I fit the profile for most professional organizers: naturally good at organizing, enjoy helping people, like being my own boss. But one thing I suspect is different.
Although it wasn’t a thing at the time, my mom would today be diagnosed with Hoarding Disorder: buying and keeping a lot of things that weren’t needed, acquiring things until there’s no space left, great difficulty throwing out or letting go of possessions. My dad was a classic enabler: tolerating problematic behavior, avoiding conflict, sacrificing his own needs.
It got worse as the years passed. Entire rooms so full you couldn’t get past the threshold, just enough space in the hallway to walk side-ways, no car in the garage. By their eighties, my mom’s health forced my parents to move to a senior living facility, and my siblings and I had the task of liquidating a lifetime’s worth of accumulation.
I haven’t talked about it much because, honestly, I didn’t feel like being psychoanalyzed. She became an organizer because she grew up in a hoarder household kinda thing. Also, it wasn’t a part of my life I really wanted to revisit.

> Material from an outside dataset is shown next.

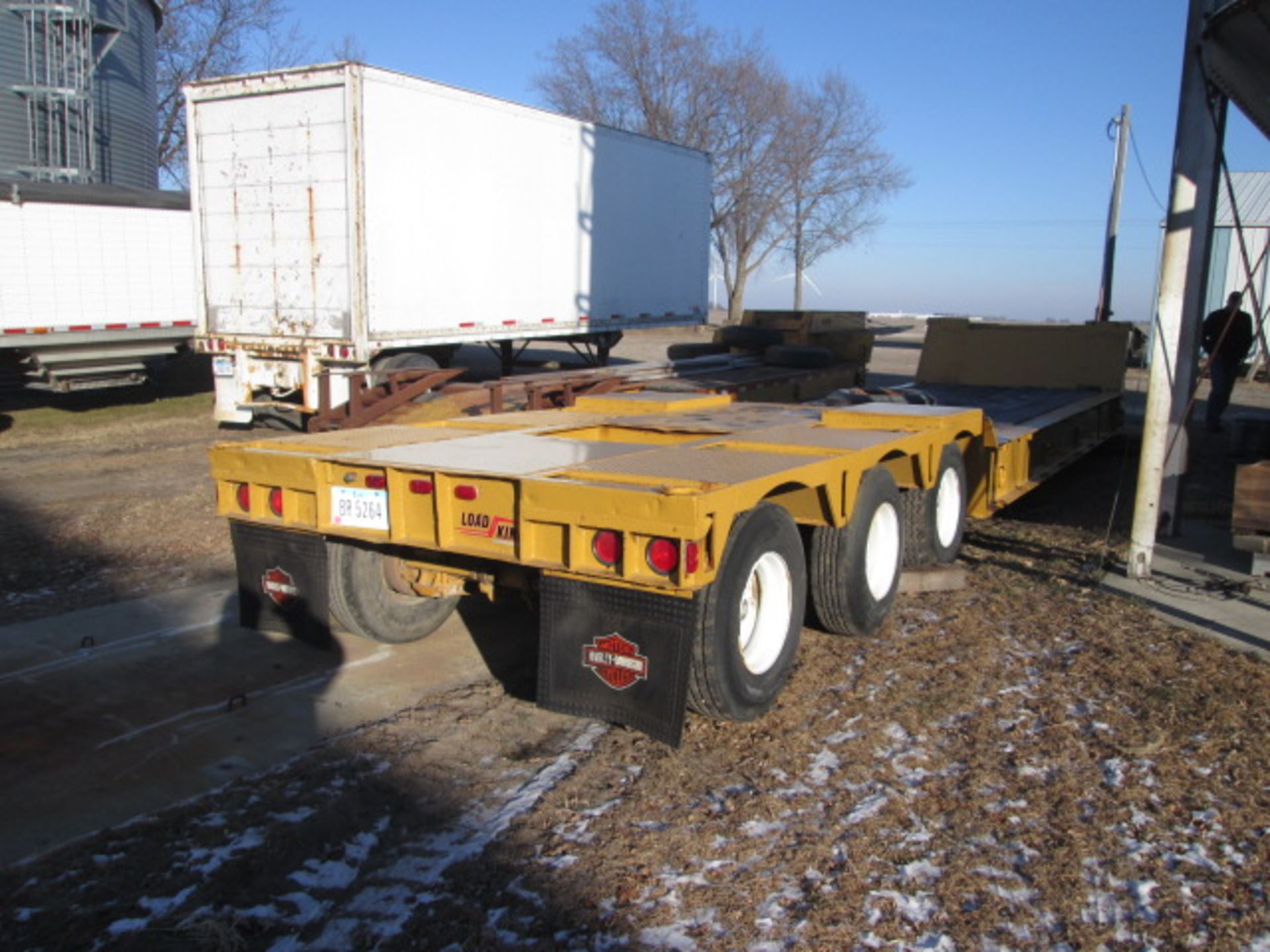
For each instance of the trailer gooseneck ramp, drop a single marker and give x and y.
(673, 539)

But, you know, I did become an organizer helping people declutter their homes. And I gotta say it feels pretty damn amazing. We throw the word transformation around a lot, but when you see someone’s whole countenance – body, mind, and spirit change because they have their home back – it’s truly life-changing.
I wish my parents could have known that experience.
There are plenty of statistics on how our mental and physical health is affected by the clutter around us. Looking back, I can see how I was affected by the condition of the house. But more important the condition of my mom. She struggled most of her adult life with health issues and was in constant pain. I mostly remember my mom as someone who was disappointed, irritated, and unhappy.
I don’t think people are born with Hoarding Disorder. Life and trauma happen, and people cope the best way they can. Was it because she grew up poor in the Depression or experienced a world war? Maybe, but I think that’s too simple an answer. I will never know all the things that happened to my mom to cause her to cling to things so desperately, but she must have hurt tremendously.
I do not take clients with Hoarding Disorder. I’m not qualified to help them in the way they really need. And, truthfully, it’s too close to home. But, often when I’m seeing a home for the first time a new client will refer to themselves as a hoarder out of shame or embarrassment. I smile and reassure them that this is not the case. They are just people who got out of balance and want help getting back on track. They wouldn’t have hired an organizer if they weren’t ready. It’s all good. Help is on the way. And I mean it.
Underneath my mom’s pain was a remarkable woman. When she was distracted from life her sharp sense of humor would light up a room. She was beautiful, smart, tenacious, super creative, and loved me as best she could.
One of my superpowers is being able to walk into a cluttered space and see it done – decluttered, organized, peaceful, beautiful. I can reimagine my childhood home clutter-free and my mom as her best self. I like those images.
I guess I don’t care why I became an organizer, or why it feels so good to help people get rid of their stuff, or why those moments of transformation mean so much to me. I’ve had a lot of therapy and counseling in my life. I can guess the why.
What matters is that I get to help people experience what my parents couldn’t. As an organizer, I bring the promise of transformation. A new day. A fresh start. That’s no insignificant gift. A gift for me and my clients.